In beginsel is het  verboden om bijzondere persoonsgegevens te verwerken, tenzij er sprake is van een wettelijke uitzondering.[5] Dit betekent dat gezichtsherkenning enkel mag worden ingezet in situaties waarbij er sprake is van een wettelijke uitzondering. De twee meest voor de hand liggende uitzonderingen zijn de volgende in het geval van toepassing van gezichtsherkenning om iemand uniek te identificeren: 

  1. Gezichtsherkenning is noodzakelijk voor authenticatie of beveiliging.[6] Deze noodzakelijkheid is er echter niet snel van toepassing. Het moet namelijk gaan om een zwaarwegend algemeen belang. Bijvoorbeeld in situaties waarbij het om staatsgeheimen gaat of bijvoorbeeld als het de beveiliging van een kerncentrale betreft.
  2. Er is uitdrukkelijke toestemming gegeven door de mensen die worden gefilmd. Deze toestemming moet een actieve handeling van de betrokkene zijn, waaruit blijkt dat deze akkoord gaat met de verwerking van haar/zijn persoonsgegevens.[7] Deze wilsuiting dient voldoende specifiek te zijn. Een voorwaarde hierbij is dat duidelijk moet zijn waar toestemming voor wordt gevraagd. Dit betekent dat de betrokkene vooraf is geïnformeerd over de doeleinden van het gebruik van zijn of haar persoonsgegevens. Een opt-out is bijvoorbeeld een voorbeeld waarin géén toestemming is gegeven. Toestemming kan daarnaast te allen tijde weer worden ingetrokken. Bovendien moet je kunnen aantonen dat er toestemming is gegeven, dus je zult de verlening van toestemming ook vast moeten leggen (schriftelijk of digitaal).
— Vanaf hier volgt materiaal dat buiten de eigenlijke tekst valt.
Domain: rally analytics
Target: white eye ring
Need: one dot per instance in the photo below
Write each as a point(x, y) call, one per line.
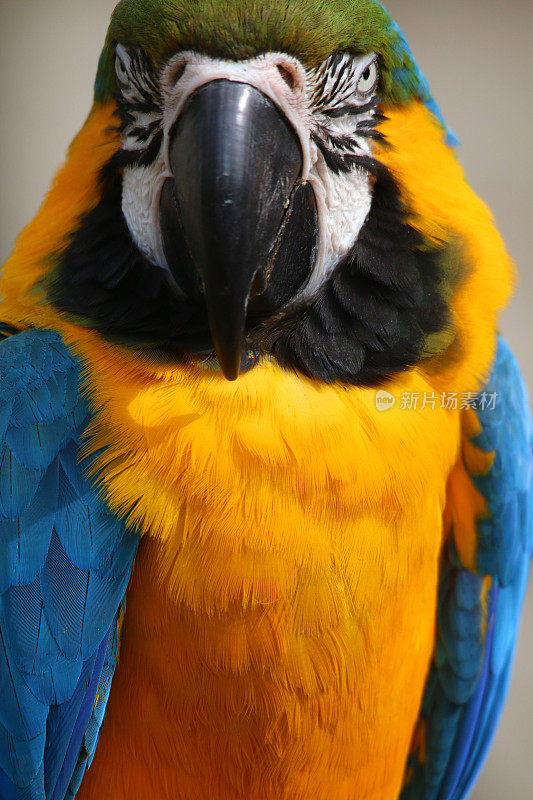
point(121, 71)
point(368, 80)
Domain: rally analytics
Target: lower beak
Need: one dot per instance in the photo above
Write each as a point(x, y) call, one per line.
point(236, 162)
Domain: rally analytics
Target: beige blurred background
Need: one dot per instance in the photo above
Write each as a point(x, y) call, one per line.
point(477, 55)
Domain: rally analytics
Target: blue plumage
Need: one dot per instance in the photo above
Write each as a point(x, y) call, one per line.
point(65, 563)
point(475, 646)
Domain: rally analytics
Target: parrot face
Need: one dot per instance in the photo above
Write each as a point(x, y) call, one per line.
point(250, 199)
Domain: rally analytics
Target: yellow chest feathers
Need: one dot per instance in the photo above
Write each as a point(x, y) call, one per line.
point(290, 562)
point(272, 468)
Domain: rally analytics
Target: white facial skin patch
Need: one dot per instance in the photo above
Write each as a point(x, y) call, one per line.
point(330, 102)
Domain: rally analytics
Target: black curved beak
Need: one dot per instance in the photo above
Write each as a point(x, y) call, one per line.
point(236, 162)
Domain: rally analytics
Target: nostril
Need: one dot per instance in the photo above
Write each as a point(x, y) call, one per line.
point(287, 76)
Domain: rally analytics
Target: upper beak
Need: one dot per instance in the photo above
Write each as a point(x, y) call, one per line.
point(236, 162)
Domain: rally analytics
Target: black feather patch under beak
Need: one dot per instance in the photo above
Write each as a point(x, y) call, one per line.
point(238, 227)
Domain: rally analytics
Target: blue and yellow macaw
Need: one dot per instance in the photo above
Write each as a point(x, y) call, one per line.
point(252, 383)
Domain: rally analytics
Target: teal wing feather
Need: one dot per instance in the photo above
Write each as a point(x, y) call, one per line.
point(65, 563)
point(468, 681)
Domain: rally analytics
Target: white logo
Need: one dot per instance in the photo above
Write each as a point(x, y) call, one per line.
point(385, 401)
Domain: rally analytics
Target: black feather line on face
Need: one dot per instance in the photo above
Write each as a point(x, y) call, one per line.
point(370, 320)
point(144, 98)
point(105, 282)
point(374, 315)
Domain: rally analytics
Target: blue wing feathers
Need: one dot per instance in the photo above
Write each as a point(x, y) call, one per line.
point(65, 563)
point(471, 671)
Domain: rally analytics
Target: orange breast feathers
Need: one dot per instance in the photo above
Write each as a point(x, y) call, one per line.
point(281, 616)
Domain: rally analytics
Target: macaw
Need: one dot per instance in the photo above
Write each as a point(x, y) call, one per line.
point(253, 387)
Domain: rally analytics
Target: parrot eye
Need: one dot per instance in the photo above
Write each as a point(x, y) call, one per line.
point(122, 72)
point(368, 80)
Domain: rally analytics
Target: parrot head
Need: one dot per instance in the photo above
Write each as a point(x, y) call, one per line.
point(248, 209)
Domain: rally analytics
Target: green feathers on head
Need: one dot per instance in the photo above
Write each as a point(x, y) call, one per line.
point(239, 29)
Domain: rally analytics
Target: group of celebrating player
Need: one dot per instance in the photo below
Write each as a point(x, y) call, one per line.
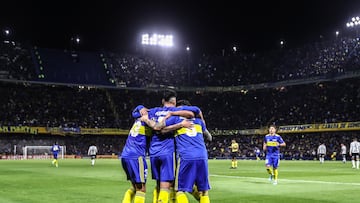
point(178, 155)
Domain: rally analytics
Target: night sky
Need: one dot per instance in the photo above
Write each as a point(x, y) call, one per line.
point(203, 25)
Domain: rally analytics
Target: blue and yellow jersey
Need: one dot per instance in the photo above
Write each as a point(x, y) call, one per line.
point(55, 149)
point(163, 144)
point(272, 144)
point(189, 141)
point(135, 145)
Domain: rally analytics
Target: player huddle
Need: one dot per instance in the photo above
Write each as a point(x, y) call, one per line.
point(178, 155)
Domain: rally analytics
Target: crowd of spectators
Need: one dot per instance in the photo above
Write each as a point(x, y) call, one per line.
point(50, 105)
point(56, 106)
point(15, 61)
point(324, 58)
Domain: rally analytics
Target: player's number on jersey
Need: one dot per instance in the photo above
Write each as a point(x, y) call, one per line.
point(191, 132)
point(135, 129)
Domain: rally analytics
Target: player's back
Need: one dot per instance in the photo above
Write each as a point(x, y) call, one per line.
point(135, 145)
point(322, 149)
point(190, 141)
point(92, 150)
point(272, 142)
point(161, 144)
point(355, 147)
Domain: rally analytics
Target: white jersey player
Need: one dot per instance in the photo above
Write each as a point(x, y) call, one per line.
point(343, 152)
point(354, 153)
point(92, 153)
point(322, 152)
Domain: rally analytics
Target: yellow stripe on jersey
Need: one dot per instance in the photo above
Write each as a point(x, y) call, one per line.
point(138, 128)
point(141, 169)
point(176, 184)
point(272, 144)
point(189, 131)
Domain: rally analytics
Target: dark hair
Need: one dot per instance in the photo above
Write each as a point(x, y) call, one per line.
point(183, 102)
point(167, 95)
point(272, 125)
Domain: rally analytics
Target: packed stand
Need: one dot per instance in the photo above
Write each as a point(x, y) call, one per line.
point(15, 61)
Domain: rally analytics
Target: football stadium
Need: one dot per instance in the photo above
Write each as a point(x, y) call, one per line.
point(170, 120)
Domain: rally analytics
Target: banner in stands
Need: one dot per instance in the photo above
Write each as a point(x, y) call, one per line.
point(304, 128)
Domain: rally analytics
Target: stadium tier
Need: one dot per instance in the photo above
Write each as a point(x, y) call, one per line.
point(48, 93)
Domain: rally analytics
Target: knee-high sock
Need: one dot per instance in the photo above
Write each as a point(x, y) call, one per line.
point(204, 199)
point(163, 196)
point(129, 195)
point(139, 197)
point(195, 193)
point(276, 174)
point(172, 197)
point(181, 198)
point(155, 195)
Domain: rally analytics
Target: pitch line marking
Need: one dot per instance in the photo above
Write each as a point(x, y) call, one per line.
point(289, 180)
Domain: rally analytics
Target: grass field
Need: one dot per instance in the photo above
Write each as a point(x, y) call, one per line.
point(75, 181)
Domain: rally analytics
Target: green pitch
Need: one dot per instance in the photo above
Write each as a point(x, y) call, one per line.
point(75, 181)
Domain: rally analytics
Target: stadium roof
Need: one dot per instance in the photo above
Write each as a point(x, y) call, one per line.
point(203, 25)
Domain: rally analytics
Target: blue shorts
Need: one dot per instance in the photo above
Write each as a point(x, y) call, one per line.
point(190, 172)
point(272, 161)
point(163, 168)
point(135, 169)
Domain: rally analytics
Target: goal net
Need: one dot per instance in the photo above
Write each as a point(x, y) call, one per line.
point(42, 152)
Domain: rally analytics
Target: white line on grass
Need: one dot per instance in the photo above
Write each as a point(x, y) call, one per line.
point(288, 180)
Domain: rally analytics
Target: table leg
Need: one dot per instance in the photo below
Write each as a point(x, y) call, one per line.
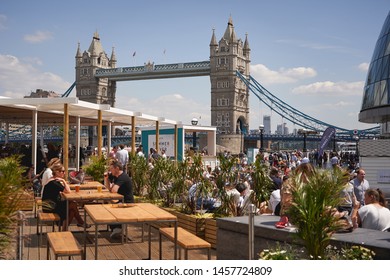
point(96, 240)
point(175, 240)
point(67, 215)
point(150, 242)
point(85, 235)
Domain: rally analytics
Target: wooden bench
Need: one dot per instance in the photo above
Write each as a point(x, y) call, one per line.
point(47, 218)
point(186, 240)
point(63, 244)
point(37, 205)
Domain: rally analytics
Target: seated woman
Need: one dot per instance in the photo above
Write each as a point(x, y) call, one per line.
point(374, 214)
point(51, 198)
point(77, 177)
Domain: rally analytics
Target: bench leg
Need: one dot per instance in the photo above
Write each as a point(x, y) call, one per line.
point(47, 250)
point(160, 245)
point(149, 242)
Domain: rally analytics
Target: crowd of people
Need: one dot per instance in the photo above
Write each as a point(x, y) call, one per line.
point(363, 206)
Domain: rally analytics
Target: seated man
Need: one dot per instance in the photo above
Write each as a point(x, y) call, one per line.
point(121, 183)
point(77, 177)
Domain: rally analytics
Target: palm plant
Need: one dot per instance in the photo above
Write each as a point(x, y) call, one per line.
point(180, 185)
point(262, 183)
point(313, 201)
point(97, 167)
point(138, 168)
point(160, 178)
point(12, 185)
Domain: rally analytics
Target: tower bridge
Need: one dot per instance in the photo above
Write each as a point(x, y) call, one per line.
point(151, 71)
point(231, 85)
Los hiervan moet er afgewogen worden of bijvoorbeeld een gebouw of een informatiesysteem zó goed beveiligd moet worden dat het gebruik van biometrie de enige optie is. Hierbij spelen de volgende vragen een rol: Is het gebruik van biometrie de minst ingrijpende manier? Staat het gebruik van biometrie in verhouding tot de inbreuk op de privacy? Is er sprake van een zwaarwegend algemeen belang zoals bijvoorbeeld beveiliging?

Is het antwoord op een of meerdere van deze vragen ‘nee’, dan is het niet noodzakelijk om biometrie te gebruiken voor authenticatie- of beveiligingsdoeleinden. En mag gezichtsherkenning dus niet worden ingezet. Als een dergelijke maatregel waarbij gezichtsherkenning wordt gebruikt wél noodzakelijk is, ben je verplicht een Data Protection Impact Assessment (DPIA) uit te voeren op deze verwerking. Ook mag je de gezichtsafbeeldingen niet zelf opslaan, maar moet dat in de vorm van een versleutelde code. De achterliggende gedachte is herleiding van de gezichtsafbeelding voorkomen naar de persoon in kwestie. Tot slot ben je wettelijk verplicht om een goede beveiliging te hebben op het systeem dat deze code opslaat.

Vragen?

Heb je nog vragen naar aanleiding van deze blog of wil je meer weten? Neem dan vrijblijvend contact met ons op om over dit onderwerp te sparren. Wij zijn bereikbaar per e-mail op info@lumengroup.nl of via telefoonnummer 030 – 889 65 75.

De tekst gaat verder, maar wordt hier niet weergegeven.